Nächstes Jahr will Jeuss für 450000 Franken Investitionen tätigen. Die Laufende Rechnung sieht bei Einnahmen von 1,190 Mio. Franken und Ausgaben von 1,197 Mio. Franken einen Verlust von gut 6800 Franken vor. Das Budget wurde mit einem Steuersatz von 0,85 errechnet und der soll vorläufig auch so bleiben, wie Ammann Ueli Minder an der Gemeindeversammlung vom Donnerstagabend erklärte. Er wies auf Investitionen hin, die in naher Zukunft auf die Gemeinde zukommen könnten, wie etwa für das Trinkwassernetz oder auch für zusätzlichen Schulraum.

Auf die Frage nach einer Steuersenkung aus der Versammlung sagte der Sprecher der Finanzkommission, dass man das mit dem Gemeinderat besprochen habe. Schliesslich sei man zum Schluss gekommen, man wolle die Liegenschaftssteuer abschaffen. Auf nächstes Jahr soll sie von jetzt 1,7 Promille auf 0,7 gesenkt werden. Im darauffolgenden Jahr soll sie ganz abgeschafft werden. Das verursacht der Gemeinde im nächsten Jahr Mindereinnahmen von 67000 Franken.

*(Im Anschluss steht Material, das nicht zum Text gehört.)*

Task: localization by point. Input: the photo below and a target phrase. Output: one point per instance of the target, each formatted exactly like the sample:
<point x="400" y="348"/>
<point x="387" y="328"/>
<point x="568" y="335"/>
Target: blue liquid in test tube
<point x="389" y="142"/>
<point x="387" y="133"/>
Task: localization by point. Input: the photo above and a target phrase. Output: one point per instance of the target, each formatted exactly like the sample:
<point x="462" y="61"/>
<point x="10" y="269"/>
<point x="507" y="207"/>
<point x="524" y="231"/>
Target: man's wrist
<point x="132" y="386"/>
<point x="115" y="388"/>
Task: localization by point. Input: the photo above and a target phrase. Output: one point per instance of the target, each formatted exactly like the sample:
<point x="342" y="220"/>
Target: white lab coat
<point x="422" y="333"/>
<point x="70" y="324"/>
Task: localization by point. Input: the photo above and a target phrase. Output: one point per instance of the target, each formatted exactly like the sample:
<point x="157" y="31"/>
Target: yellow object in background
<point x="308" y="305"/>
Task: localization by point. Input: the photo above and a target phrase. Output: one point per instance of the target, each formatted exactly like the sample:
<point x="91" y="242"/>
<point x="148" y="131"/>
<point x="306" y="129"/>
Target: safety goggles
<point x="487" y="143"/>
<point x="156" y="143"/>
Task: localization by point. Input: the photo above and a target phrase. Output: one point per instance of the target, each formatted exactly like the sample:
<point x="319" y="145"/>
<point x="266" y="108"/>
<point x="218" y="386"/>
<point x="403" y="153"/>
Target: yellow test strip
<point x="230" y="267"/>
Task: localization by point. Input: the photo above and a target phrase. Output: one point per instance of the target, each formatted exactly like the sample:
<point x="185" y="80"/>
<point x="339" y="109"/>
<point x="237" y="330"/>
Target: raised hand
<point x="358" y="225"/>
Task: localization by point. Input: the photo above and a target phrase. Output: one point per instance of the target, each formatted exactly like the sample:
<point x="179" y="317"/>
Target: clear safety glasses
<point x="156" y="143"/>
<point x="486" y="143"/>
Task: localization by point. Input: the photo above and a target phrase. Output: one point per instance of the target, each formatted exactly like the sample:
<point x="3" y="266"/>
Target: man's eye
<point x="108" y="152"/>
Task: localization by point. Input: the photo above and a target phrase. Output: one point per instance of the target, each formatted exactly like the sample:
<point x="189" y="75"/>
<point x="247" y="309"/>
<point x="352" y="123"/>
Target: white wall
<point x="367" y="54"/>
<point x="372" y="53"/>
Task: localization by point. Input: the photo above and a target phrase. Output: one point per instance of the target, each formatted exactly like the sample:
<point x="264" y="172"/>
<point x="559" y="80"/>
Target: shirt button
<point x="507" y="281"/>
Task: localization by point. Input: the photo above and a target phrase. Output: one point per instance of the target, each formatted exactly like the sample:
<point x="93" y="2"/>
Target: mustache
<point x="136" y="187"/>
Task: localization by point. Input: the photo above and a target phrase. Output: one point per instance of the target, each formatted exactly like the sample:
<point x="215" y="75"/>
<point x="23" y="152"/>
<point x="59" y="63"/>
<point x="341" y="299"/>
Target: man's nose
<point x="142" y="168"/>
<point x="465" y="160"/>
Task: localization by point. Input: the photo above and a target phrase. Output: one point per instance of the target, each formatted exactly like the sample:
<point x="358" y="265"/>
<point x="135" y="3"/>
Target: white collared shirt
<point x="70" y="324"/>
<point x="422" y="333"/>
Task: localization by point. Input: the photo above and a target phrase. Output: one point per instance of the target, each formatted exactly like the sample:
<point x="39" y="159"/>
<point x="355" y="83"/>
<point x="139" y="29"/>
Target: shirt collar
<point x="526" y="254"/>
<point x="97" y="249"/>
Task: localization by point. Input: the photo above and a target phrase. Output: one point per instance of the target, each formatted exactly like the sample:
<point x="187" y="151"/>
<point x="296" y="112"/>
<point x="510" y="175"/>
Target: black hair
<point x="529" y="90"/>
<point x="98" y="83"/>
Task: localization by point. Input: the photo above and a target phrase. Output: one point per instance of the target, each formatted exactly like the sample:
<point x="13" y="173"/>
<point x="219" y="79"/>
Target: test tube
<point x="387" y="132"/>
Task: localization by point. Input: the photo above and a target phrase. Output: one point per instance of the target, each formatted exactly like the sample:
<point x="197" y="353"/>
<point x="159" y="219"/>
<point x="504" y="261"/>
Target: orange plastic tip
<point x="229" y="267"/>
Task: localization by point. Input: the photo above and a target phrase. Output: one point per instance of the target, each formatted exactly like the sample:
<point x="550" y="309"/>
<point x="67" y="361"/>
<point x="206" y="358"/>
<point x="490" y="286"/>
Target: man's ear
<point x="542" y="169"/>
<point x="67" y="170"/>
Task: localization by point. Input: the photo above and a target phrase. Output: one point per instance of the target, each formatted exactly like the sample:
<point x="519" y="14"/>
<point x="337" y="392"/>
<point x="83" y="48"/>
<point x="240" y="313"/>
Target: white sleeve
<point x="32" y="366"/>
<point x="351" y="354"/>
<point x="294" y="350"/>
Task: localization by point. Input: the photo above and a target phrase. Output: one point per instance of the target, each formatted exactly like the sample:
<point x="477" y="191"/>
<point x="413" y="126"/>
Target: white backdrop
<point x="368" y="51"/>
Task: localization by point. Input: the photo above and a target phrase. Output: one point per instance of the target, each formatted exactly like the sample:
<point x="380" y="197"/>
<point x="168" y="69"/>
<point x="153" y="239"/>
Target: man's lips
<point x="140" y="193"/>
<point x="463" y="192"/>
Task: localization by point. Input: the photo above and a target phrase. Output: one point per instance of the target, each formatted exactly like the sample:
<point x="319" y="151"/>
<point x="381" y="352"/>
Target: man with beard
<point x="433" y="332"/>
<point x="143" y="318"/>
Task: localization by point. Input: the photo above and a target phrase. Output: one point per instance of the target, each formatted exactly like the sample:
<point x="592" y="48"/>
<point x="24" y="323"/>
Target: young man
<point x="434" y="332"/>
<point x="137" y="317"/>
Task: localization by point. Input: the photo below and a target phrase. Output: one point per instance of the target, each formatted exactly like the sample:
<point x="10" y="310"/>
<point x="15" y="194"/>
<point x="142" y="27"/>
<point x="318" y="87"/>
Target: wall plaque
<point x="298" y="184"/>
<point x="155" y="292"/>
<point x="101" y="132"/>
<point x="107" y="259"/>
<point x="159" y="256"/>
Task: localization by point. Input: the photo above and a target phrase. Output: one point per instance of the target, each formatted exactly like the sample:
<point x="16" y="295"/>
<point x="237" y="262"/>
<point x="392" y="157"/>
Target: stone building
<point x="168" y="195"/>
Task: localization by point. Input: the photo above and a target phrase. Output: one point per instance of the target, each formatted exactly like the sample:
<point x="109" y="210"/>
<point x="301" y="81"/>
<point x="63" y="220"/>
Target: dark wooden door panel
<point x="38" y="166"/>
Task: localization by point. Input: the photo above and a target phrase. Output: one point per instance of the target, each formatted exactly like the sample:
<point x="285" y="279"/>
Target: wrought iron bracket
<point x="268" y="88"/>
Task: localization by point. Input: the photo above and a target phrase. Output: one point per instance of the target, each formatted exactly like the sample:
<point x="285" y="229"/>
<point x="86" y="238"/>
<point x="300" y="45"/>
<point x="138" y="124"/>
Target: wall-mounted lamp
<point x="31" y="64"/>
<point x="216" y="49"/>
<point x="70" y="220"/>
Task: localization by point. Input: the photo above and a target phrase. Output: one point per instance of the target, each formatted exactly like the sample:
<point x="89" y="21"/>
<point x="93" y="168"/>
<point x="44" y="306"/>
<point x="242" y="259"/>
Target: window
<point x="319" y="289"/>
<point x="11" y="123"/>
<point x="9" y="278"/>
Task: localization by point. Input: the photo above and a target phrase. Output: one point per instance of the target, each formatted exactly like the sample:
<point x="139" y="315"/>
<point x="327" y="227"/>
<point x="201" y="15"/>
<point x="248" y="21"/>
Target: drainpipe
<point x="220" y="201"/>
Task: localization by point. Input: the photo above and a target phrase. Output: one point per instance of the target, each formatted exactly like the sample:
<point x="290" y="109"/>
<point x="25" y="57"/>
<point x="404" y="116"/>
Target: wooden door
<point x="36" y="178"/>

Die Gemeinde stimmte dem zu, auch wenn es einen Einwand gab, dass diese Senkung nicht allen zugute komme, weil nicht alle Bürger Liegenschaftsbesitzer sind.

Alle Kredite genehmigt

Die Bürgerinnen und Bürger stimmten auch den einzelnen Investitionskrediten zu. Am meisten kostet der Ausbau der «Ankeloube». 120000 Franken kostet das neue Kanalisationsteilstück und mit 180000 Franken ist der Ausbau der Strasse auf fünf Meter veranschlagt. Aus der Versammlung wurde zudem gefordert, die Strasse an einer Stelle zu beruhigen. Das Anliegen wurde nach einer Diskussion entgegengenommen.

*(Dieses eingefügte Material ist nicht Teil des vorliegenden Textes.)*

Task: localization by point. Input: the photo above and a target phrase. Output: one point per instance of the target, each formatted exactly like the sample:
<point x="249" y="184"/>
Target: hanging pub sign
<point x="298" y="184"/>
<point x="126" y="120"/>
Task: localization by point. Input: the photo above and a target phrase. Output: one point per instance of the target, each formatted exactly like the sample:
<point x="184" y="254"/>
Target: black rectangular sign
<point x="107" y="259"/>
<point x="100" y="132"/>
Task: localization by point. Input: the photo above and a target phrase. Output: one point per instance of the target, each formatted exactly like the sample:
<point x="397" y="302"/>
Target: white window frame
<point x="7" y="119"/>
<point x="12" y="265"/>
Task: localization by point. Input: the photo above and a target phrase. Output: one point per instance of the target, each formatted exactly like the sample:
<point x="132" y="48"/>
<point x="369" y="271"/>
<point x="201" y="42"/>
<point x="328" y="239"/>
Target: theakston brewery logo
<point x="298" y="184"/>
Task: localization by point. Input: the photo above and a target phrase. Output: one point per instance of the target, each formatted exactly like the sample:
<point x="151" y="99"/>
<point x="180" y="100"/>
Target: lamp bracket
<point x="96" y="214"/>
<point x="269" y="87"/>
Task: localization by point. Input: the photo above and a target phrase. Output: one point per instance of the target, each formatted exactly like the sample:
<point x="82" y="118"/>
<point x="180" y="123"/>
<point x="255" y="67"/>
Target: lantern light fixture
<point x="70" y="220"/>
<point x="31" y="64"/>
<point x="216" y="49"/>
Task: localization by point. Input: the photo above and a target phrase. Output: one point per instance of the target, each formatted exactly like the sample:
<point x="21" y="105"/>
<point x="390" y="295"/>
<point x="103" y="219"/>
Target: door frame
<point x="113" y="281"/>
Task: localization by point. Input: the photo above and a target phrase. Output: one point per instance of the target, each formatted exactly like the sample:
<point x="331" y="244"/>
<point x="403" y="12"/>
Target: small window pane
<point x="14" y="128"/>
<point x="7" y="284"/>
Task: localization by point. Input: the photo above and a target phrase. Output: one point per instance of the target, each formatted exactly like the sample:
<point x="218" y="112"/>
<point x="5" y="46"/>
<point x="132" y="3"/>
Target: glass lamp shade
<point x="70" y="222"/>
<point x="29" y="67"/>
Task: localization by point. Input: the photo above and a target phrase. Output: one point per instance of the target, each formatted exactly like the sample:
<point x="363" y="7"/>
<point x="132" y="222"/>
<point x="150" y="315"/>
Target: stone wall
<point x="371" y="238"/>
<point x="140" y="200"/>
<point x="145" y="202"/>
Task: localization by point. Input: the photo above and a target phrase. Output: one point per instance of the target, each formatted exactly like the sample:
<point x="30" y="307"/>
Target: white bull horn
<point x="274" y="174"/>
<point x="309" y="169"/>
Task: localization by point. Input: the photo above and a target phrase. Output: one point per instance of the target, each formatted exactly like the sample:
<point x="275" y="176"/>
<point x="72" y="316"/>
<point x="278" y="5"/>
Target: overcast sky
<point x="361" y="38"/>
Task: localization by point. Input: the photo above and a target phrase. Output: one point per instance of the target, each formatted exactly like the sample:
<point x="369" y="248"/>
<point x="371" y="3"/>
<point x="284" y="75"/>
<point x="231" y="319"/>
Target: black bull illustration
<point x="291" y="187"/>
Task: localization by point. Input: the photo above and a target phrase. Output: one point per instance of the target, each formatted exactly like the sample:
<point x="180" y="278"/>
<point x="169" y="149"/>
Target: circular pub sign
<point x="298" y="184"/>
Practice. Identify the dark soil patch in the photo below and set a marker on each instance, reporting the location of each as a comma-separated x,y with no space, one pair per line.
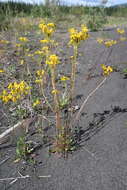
100,162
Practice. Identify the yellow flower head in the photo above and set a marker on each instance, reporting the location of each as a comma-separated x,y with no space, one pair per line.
2,71
23,39
37,102
38,52
4,42
15,91
53,60
106,69
38,81
122,38
55,91
120,31
64,78
40,73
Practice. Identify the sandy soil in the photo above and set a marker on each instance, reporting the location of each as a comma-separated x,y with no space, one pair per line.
101,162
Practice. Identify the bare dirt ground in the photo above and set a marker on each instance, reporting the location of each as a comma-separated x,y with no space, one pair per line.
101,162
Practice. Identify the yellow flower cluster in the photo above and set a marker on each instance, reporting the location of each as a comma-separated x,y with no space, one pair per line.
64,78
2,71
4,42
120,31
40,74
47,29
23,39
55,91
76,37
15,91
106,70
37,102
53,60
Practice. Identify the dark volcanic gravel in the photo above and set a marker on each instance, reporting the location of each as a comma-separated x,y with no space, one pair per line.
101,162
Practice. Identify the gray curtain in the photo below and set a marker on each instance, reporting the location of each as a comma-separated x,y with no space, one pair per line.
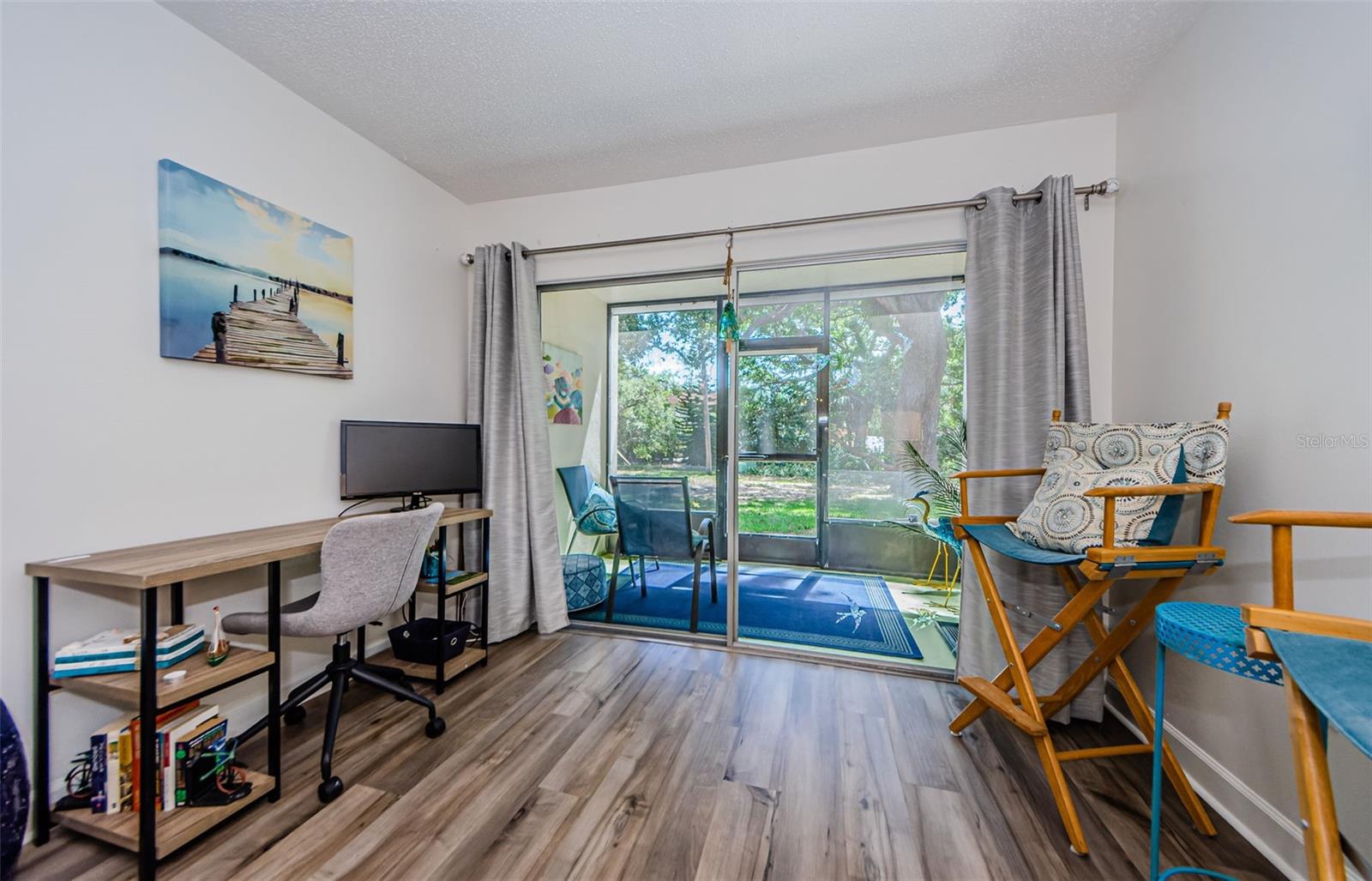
505,395
1026,356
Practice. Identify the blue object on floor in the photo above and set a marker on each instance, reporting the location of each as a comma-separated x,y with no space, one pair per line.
1212,636
1334,674
14,798
948,631
782,604
583,576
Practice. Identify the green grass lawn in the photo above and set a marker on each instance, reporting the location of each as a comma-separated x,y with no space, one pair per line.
797,516
775,505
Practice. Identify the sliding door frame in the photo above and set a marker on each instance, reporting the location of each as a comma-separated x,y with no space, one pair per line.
727,365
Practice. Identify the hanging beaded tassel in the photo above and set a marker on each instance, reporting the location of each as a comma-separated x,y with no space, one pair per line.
729,318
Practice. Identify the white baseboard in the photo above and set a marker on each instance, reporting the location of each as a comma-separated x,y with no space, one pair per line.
1275,835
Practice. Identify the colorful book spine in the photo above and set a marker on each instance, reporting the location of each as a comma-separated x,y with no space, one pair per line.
98,759
93,667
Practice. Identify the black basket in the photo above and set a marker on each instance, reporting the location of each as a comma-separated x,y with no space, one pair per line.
418,641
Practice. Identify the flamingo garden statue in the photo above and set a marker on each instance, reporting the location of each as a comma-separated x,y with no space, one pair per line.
940,530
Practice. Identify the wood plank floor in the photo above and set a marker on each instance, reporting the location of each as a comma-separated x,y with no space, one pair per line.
587,757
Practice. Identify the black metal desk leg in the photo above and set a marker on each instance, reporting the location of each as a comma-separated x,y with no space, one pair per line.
41,810
442,606
147,736
274,677
486,588
178,603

Für die Verbreiterung der Liebistorfstrasse auf die im Grundbuch eingetragenen fünf Meter hat das Stimmvolk 125000 Franken gesprochen. Ebenfalls zugestimmt wurde dem Nachtragskredit für Bachverbauungen an der Oberen Bibera. Er beträgt für die Gemeinde Jeuss gut 27500 Franken.

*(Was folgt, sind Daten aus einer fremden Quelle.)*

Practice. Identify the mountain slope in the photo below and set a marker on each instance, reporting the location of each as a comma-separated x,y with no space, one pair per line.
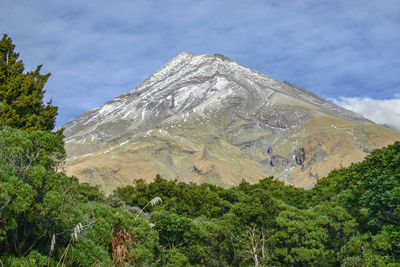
209,119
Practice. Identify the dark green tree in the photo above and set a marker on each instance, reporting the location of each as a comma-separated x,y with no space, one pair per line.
21,93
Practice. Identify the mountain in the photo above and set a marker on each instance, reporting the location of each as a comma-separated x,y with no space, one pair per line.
209,119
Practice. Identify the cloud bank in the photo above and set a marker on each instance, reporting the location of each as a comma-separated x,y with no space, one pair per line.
386,111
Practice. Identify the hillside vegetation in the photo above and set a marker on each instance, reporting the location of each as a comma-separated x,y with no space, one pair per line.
350,218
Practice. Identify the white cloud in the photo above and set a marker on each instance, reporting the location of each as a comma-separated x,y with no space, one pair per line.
386,111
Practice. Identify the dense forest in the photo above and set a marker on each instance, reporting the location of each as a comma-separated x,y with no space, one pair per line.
349,218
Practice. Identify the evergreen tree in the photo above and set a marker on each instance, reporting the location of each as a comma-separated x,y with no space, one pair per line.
21,93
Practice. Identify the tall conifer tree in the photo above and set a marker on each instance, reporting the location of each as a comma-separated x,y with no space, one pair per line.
21,93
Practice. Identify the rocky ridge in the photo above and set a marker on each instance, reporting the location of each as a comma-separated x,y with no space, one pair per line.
209,119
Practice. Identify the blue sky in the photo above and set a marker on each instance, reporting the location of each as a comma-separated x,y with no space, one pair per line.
347,51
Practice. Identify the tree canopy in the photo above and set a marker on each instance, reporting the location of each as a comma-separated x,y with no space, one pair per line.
21,93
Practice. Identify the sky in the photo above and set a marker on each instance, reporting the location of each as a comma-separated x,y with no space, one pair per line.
346,51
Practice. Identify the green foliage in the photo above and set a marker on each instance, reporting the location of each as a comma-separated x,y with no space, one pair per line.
21,94
350,218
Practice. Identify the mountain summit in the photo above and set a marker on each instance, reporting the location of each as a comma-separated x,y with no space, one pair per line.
209,119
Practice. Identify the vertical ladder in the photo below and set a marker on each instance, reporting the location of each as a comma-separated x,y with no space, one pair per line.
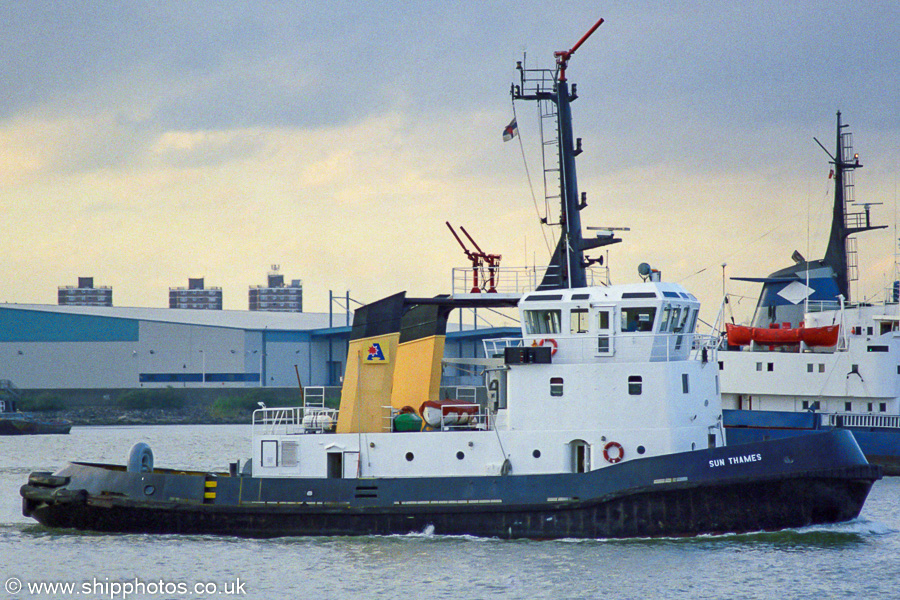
851,220
550,152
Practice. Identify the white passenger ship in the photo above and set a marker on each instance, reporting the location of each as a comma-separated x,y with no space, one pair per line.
775,383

Angenommen haben die Jeusser auch die Statutenänderung für das Spital Merlach. Zugestimmt haben sie zudem der Spitalresolution, welche gemäss Ueli Minder zwar «keinen bindenden Charakter hat». Falls es aber mit dem neuen Leistungsauftrag Probleme geben würde, könnte man für weitere Verhandlungen auf das Papier zurückgreifen.
Ebenfalls angenommen wurde eine Statutenänderung des Feuerwehrreglementes.